The absence so far of WMD does not diminish justification, in the view of U.S. policymakers, for changing Baghdad's dictatorial regime. Nevertheless, they would like to collect real evidence of weapons. "If we don't," said the concerned Defense Department official, "you can bet the liberals will make a big deal out of it."
White House and State Department officials were saying the same thing two weeks earlier. On March 24, a mid-level Bush administration official told me he feared that modest quantities of chemical weapons would constitute the entire cache of captured WMD, but added that he would be grateful for that much. The official, an early advocate of Iraqi regime change, is not fretting about the decision to go to war but about the global reaction to it.
The real reason for attacking the Iraqi regime always has been disconnected from its public rationale. On the day after the U.S. launched the military strike that quickly liberated Afghanistan from the Taliban, my column identified Iraq as the second target in President Bush's war against terrorism. I did not write one word about weapons of mass destruction because not one such word was mentioned to me in many interviews with Bush policymakers.

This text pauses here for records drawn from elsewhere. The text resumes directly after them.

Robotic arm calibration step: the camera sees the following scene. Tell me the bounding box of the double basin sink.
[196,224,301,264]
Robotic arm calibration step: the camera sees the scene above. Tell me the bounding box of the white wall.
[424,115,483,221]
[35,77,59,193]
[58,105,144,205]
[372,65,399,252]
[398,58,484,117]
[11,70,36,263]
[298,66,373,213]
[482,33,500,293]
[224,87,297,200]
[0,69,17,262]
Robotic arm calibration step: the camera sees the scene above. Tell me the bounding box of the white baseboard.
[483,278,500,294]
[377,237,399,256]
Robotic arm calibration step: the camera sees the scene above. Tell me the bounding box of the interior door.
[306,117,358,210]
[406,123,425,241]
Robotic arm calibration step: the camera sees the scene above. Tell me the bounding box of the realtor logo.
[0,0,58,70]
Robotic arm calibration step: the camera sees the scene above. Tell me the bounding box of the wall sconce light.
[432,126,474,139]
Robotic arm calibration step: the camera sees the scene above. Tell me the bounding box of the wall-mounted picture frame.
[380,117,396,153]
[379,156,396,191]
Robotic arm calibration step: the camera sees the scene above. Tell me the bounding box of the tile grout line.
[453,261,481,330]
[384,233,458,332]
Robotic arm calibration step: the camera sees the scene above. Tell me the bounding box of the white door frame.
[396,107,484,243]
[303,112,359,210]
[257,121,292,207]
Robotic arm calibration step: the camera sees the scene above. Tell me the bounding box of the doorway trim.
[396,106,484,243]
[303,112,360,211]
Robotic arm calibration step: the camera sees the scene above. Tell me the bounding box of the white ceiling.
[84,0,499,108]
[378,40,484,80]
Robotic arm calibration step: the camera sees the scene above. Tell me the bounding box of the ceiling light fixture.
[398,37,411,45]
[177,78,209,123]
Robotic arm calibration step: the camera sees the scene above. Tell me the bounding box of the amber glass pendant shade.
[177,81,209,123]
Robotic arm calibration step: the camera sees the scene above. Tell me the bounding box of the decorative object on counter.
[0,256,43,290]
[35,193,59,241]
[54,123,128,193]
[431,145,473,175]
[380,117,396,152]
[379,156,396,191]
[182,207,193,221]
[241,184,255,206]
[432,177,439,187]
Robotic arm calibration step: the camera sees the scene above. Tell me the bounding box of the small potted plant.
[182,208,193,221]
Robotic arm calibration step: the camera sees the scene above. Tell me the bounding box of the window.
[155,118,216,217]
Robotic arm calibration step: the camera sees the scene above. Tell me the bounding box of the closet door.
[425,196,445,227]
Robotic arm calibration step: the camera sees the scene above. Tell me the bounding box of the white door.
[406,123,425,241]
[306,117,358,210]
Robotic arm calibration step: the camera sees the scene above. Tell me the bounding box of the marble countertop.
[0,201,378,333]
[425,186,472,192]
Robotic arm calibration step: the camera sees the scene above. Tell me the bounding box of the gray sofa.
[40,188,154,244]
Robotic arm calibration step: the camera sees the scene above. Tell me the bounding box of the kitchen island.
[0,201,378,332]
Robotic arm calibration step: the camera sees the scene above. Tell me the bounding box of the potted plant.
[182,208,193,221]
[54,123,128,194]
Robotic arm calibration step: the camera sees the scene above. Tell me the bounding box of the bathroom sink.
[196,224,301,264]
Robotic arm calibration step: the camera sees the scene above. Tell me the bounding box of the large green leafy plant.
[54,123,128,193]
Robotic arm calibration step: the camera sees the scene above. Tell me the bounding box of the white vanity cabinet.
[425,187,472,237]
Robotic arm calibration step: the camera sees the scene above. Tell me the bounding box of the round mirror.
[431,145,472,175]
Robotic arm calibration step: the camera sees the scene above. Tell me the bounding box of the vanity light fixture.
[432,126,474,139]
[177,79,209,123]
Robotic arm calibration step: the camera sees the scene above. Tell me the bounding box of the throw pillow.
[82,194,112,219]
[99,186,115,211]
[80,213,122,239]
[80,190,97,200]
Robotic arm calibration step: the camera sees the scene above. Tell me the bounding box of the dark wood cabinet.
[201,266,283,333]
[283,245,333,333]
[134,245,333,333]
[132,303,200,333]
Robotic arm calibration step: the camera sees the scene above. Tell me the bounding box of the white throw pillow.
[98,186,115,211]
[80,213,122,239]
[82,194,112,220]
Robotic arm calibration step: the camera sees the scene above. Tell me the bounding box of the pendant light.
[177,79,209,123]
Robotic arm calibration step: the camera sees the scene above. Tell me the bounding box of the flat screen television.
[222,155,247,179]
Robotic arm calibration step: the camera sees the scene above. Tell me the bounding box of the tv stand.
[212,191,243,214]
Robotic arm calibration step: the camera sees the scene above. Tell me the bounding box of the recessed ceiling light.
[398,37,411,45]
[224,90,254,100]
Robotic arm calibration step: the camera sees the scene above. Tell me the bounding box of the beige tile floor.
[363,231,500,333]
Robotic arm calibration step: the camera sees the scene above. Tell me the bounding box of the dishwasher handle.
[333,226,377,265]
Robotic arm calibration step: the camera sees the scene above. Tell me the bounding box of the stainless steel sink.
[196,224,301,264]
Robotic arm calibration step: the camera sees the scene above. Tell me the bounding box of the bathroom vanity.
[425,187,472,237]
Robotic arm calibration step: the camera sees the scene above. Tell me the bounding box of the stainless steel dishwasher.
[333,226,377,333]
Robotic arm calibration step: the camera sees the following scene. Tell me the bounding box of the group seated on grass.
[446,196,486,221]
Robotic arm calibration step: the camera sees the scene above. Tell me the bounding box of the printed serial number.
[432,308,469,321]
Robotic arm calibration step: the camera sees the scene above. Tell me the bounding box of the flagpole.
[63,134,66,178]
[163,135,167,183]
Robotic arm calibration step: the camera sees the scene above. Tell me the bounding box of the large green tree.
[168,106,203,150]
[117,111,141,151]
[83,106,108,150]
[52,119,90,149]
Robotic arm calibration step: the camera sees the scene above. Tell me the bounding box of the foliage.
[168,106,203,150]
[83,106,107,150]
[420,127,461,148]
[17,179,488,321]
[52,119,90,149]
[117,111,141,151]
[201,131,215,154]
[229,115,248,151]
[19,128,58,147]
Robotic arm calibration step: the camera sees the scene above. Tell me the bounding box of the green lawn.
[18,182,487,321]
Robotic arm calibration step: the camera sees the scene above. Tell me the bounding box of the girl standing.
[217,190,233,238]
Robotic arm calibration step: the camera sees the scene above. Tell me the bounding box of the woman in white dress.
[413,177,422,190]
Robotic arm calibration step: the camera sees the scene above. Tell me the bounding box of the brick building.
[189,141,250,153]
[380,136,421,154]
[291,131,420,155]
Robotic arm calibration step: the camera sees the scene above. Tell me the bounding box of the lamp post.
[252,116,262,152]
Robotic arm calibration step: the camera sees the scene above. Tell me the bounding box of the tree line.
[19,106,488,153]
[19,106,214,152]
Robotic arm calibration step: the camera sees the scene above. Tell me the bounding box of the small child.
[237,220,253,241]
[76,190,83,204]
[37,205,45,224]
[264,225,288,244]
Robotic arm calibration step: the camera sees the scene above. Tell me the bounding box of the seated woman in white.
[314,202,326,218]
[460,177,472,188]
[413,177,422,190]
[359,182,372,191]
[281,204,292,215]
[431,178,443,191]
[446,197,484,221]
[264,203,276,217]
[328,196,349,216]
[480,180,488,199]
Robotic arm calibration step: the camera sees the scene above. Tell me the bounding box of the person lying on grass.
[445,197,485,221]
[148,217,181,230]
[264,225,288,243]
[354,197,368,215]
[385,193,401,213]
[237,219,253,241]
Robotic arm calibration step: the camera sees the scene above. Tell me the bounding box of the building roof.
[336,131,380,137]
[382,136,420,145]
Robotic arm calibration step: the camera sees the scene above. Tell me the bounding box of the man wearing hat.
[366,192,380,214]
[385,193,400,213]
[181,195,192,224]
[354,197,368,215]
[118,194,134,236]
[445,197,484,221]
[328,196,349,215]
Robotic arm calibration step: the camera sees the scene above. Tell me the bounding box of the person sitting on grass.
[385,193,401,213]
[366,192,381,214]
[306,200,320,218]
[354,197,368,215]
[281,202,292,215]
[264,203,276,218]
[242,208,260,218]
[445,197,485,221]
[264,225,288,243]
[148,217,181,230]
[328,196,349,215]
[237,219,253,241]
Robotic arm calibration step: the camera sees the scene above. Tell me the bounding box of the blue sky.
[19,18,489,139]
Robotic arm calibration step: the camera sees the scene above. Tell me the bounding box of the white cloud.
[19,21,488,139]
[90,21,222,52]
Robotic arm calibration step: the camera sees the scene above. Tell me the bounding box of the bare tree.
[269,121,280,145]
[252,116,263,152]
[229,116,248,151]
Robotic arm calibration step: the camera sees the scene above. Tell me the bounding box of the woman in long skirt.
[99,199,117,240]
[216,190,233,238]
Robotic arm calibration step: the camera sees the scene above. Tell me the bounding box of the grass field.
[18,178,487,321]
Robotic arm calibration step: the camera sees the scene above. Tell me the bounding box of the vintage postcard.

The subsequent debate over WMD ensued when Secretary of State Colin Powell, over Defense Secretary Donald Rumsfeld's objections, talked the president into seeking United Nations sanction for military action. Pre-emptive elimination of Hussein would not win over the U.N. Security Council, which had to be convinced the Iraqi dictator was a present danger. Failure to supply hard WMD evidence at the United Nations doomed Security Council approval.
Sen. Carl Levin, ranking Democrat on the Senate Armed Services Committee and an opponent of military action against Iraq, has argued a military attack might impel Hussein to employ weapons that he had been deterred from using. But what weapons? He clearly is not close to developing nuclear capability or weaponized biological devices. That leaves chemical weapons, which few military experts put in the WMD category.